High-Speed Protection of Cell Voltages From High Energy
Battery cell monitoring lines in a stack in high voltage systems are vulnerable to hazardous transients and require ultra-fast overcurrent protection to prevent damage to the internal ESD diodes in the event of a hazardous transient. For example, the Bourns Model TBU-CA085-200 high voltage (850 V) MOSFET device behaves like a resistor until the current reaches its threshold (200 mA) at which point the device will trip. To reset, the voltage across the device must fall below its reset voltage (typically, 15 V). The DC load line characteristics for this device are shown below.
Protection Using Galvanic Isolation
Isolation barriers serve to protect equipment and humans from harmful voltage surges. They also enable communication between a transmitter and a receiver, referenced to very different ground potentials. In the case of battery management ICs connected together in a point-to-point configuration as illustrated below, two-wire communications designed to operate over an isolation barrier are used. Signal transformers such as Ethernet LAN magnetics are ideal for providing the isolation needed and provide the value-added feature of a common mode choke inside for reducing common mode noise.
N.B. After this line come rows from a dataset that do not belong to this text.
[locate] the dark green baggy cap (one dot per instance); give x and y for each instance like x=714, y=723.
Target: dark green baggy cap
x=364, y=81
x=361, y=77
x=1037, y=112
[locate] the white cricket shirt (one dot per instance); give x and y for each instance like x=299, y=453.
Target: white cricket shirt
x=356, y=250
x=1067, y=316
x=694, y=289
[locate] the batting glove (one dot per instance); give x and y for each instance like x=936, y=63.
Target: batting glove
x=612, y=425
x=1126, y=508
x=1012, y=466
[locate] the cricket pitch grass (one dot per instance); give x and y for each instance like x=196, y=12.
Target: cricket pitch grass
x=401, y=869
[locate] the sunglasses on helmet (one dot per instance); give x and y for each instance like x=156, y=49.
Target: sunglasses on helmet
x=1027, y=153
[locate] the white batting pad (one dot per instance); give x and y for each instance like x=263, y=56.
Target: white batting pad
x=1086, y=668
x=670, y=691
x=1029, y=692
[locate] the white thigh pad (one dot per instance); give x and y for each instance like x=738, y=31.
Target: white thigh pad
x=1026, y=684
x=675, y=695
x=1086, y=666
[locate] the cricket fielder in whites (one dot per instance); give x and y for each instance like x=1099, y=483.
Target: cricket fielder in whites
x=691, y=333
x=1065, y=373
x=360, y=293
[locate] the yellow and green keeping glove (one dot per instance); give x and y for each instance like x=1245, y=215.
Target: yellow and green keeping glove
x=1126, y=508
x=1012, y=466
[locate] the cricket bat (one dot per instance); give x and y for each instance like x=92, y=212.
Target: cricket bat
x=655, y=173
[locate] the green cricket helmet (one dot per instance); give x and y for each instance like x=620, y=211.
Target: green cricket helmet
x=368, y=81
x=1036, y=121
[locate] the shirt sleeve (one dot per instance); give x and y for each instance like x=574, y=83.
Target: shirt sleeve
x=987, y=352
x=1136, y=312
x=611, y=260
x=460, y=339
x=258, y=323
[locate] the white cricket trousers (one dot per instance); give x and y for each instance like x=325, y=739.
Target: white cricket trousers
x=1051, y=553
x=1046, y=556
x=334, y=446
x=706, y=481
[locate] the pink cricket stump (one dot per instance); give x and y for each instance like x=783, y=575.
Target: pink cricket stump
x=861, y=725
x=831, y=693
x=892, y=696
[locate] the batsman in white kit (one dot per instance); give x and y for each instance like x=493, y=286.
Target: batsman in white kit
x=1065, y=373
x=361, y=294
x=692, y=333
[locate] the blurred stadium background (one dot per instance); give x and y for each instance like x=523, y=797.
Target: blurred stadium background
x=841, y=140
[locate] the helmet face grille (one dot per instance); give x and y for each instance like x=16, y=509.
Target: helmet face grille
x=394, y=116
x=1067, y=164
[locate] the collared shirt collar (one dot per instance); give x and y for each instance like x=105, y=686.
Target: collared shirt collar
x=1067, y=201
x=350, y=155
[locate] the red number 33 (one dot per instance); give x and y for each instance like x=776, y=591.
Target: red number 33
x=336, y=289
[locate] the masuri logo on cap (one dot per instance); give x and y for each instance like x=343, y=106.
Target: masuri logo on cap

For battery stack applications with voltage levels higher than 400 V, it is common to specify reinforced (or double) insulation with hi-pot testing of 4 kV or higher. Reinforced or double insulation both require the use of three layers of insulation. Reinforced insulation consists of triple insulated wire on either the primary or the secondary. Double insulation requires one side of the transformer to have double insulated wire (supplementary) while the other side requires wire with one layer (single insulation). Often, designers must make compromises to achieve the desired level of safety while maintaining good levels of signal integrity as well as meeting target costs and form factor size goals.
LAN transformers twist the primary and secondary wires together to minimize leakage inductance. However, as the thickness of the insulation increases, it becomes harder to twist the two together and winding machines experience additional challenges to thread the windings through the toroid. It is often more practical to use double insulation rather than reinforced insulation due to the narrower wires involved. The leakage inductance between the primary and the secondary is proportional to the surface area of the insulation between the coils. Therefore, the thicker the insulation of the wire, the higher the leakage inductance. LAN transformers are also bulkier, not just due to wider cores but also due to their creepage and clearance distances. For example, a LAN transformer with a working voltage of 370 V in a pollution degree 2 environment must have a creepage distance of at least 7.7 mm according to IEC 60950. Consequently, isolated communications with high working voltages using Ethernet magnetics require a tradeoff between safety, size, cost and signal integrity.
Battery monitoring ICs require stable DC bias voltages. This is typically accomplished using an isolated topology such as “push-pull” or “flyback.” By putting an isolation barrier around the power supply, the ground potential difference between the supply ground and the battery IC ground is removed and the risk of the ground potential appearing on signal lines as a common mode voltage is essentially eliminated. Power transformers rely on IEC 61558 for determining the required creepage and clearance distances for the relative working voltage and level of insulation.